Every stat tells a story.

Census data helps cultural groups keep language and culture alive

Media Release

As part of NAIDOC Week, the Australian Bureau of Statistics (ABS) will celebrate Aboriginal and Torres Strait Islander culture, history and achievements throughout Australia.

It’s also an opportunity to share how cultural groups can use Census data to help keep language and culture alive.

Renowned Torres Strait Islander cultural group from Murray Island, Eip Karem Beizam, used Census data in grant applications to secure funding.

Vera Havilli is a proud Meriam woman from Murray Island in the Torres Strait, and coordinator for Eip Karem Beizam. She shared her story about how Census data helped to support continuation of culture for the Meriam community living away from Murray Island.

The cultural group has more than 60 members, including professional dancers, weavers, linguists, singers and songwriters. They run cultural programs and language workshops for Meriam people living away from Murray Island.

“Our mission is to ensure the Meriam people and culture survives for generations to come. We are using Census data to help us with this mission,” Vera said. 

“Other cultural groups can also use the Census data to identify opportunities to build a better tomorrow.”

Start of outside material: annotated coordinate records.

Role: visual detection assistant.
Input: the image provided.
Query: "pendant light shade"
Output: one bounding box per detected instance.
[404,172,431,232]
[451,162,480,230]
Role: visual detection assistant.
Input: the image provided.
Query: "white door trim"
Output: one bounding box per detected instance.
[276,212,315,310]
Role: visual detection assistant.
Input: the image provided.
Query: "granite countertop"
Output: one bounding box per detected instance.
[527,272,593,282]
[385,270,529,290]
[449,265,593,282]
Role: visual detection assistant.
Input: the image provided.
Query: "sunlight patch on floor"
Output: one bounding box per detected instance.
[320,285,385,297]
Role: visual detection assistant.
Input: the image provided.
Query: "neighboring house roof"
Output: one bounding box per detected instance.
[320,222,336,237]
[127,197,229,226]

Vera also works as a Census Engagement Manager on Thursday Island. A big part of her role is to make sure communities and islands across the Torres Strait are well informed and prepared to complete the Census.

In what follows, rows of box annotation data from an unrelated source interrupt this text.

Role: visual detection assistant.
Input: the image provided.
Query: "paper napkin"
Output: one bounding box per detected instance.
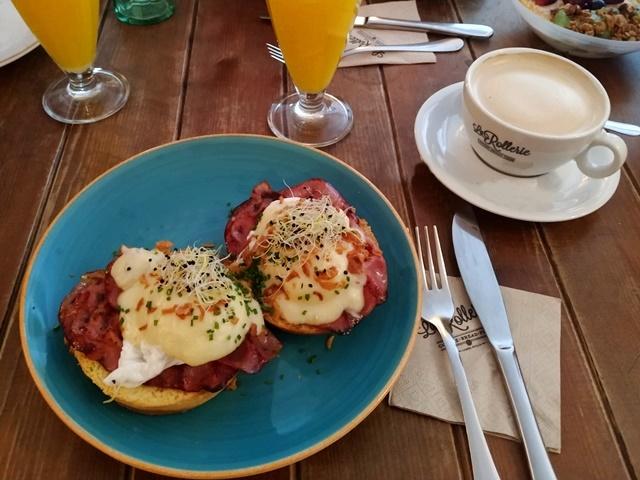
[389,277,561,453]
[338,0,436,67]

Vera says NAIDOC week is an important time to talk about participating in the Census as it helps provide services and plan for community needs.

“Being counted in the Census benefits your community – so it’s important to complete this year,” Vera said.

The next Census is on Tuesday 10 August. Instructions on how to participate will be sent to households in early August. Census staff will be in remote communities during July and August to help people complete their Census.

For more information visit www.census.abs.gov.au

More information

What is the Census?
The Census, held on Tuesday 10 August 2021, is a snapshot of who we are and tells the story of how we are changing. It is one of the largest and most important statistical collections undertaken by the ABS.

How will people complete their Census?
People will be able to complete the Census online, on their mobile device, or on paper. There will be a number of options available for people who need assistance to complete their Census form including help from Census field staff, and phone and online help.

What is new with the Census?
People will be encouraged to complete their Census, as soon as they receive their instructions, if they know where they’ll be on 10 August. They don’t have to wait until Census night.

The ABS will also introduce new questions in the 2021 Census—the first changes to questions collected since 2006. The new questions are on long-term health conditions, such as arthritis and diabetes, and on defence force participation.